A second lesson we learn from the scripture today is to engage in honest self-examination. Peter, through the power of the Holy Spirit sensed the deception of Ananias and Sapphira and gave them both the chance to be honest with themselves and with God. Neither took it. It is fitting to do some serious thinking about where we place our priorities, whether on things, status or people. And how much of our time and resources we allocate for the giver of all things. I have one of those computer programs for personal finances and I faithfully type in the amount that I spend on everything. The program has a nifty pie chart that will show me the percentage that I spend in different categories. That pie chart tells me a lot about my personal spending priorities. I've heard it said that a person can look through his or her checkbook and credit card statements and discover priorities. In self-examination, what do we see when we chart out how we spend our time and our resources. How much is spent in giving compared to accumulating and keeping? Does what we see reflect our faith in God?

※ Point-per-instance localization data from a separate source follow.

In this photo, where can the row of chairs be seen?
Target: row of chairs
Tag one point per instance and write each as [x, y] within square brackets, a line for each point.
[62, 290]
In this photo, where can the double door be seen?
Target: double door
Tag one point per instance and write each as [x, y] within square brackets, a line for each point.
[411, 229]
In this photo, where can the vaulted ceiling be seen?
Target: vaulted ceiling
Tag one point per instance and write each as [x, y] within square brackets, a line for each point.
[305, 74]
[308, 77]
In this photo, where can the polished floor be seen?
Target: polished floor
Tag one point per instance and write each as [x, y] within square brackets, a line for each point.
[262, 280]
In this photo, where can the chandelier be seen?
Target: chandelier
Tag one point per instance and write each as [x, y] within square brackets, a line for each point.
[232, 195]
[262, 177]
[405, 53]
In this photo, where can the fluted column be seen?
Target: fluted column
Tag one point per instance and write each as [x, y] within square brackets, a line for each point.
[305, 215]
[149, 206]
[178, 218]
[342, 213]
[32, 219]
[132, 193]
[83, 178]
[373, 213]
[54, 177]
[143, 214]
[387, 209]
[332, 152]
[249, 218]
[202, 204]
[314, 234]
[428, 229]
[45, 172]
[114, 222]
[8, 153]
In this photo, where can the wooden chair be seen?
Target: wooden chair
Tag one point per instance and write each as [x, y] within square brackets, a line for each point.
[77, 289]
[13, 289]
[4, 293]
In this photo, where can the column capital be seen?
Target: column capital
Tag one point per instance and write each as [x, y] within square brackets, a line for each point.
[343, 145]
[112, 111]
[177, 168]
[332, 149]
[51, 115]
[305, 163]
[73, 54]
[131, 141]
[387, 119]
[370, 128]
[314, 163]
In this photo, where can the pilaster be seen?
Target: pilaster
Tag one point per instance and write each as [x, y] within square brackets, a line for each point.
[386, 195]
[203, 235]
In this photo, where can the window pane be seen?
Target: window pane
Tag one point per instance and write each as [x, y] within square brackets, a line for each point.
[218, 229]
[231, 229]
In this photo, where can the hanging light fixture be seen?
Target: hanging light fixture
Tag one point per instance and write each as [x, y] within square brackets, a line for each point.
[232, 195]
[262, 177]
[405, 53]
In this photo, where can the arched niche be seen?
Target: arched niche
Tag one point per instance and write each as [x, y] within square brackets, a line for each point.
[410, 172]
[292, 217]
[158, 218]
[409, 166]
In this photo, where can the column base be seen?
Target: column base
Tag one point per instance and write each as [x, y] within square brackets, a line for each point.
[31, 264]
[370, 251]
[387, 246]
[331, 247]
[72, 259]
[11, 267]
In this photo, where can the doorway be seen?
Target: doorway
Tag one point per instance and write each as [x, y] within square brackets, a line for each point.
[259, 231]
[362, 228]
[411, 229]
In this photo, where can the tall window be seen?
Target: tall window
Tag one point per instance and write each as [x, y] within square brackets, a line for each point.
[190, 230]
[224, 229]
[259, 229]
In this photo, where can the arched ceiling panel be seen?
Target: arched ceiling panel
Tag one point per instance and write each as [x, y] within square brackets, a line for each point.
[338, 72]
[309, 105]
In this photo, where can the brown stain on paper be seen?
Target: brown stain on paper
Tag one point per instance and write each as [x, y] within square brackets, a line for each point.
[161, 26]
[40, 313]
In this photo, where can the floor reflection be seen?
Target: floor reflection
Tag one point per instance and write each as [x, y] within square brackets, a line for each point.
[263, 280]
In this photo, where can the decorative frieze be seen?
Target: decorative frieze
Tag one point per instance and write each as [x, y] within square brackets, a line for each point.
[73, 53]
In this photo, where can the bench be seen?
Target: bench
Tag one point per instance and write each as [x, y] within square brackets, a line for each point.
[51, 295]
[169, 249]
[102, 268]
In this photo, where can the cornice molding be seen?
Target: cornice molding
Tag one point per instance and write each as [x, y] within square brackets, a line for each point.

Now I've put some hard suggestions before you (and before me, for that matter!). So I offer a third lesson we can gain from the story of Barnabas, Ananias and Sapphira. Trust in the power of the Holy Spirit for discernment, guidance and the courage to make change. The leaders of the early church lived, saturated in the power of the Holy Spirit. It was the breath of life for them and it made their courageous declaration that the Messiah had come, and their generous living possible. "The power which broke the bonds of death at Easter, shattered the divisions of speech at Pentecost, and empowered one who was lame, [released] the tight grip of private property." (Willimon, p. 53)

The Holy Spirit, present in Jesus and promised by him for all who believe can do no less now. Do you struggle with what and who you will worship? I do. Do you wonder if you live a confidently generous life or one that simply reflects a sense of duty? Are you concerned that you might have something more to share in thanks for God's gift of life? Let God's Spirit be upon you. To convict and direct, comfort and strengthen. In the Holy Spirit's presence we do not have to uncomfortably twitch before the story of Ananias and Sapphira. Instead we can, with confidence, seek out ways to put God first and share our abundant life.

Newsom, Carol and Sharon Ringe. The Women's bible Commentary. Louisville, KY: Westminster John Knox Press, 1992. Sargent, James. Basic Bible Commentary: Acts. Nashville: Abingdon Press, 1988. Smith, Dennis and Michael Williams, eds. The Storyteller's Companion to the Bible, Vol. 12. Nashville, TN: Abingdon Press, 1999. Walaskay, Paul. Westminster Bible Companion: Acts. Louisville, KY: Westminster John Knox Press, 1998. Williamson, Charles. Interpretation Bible Studies: Acts. Louisville, KY: Geneva Press, 2000. Willimon, William. Interpretation: Acts. Atlanta, GA: John Knox Press, 1988.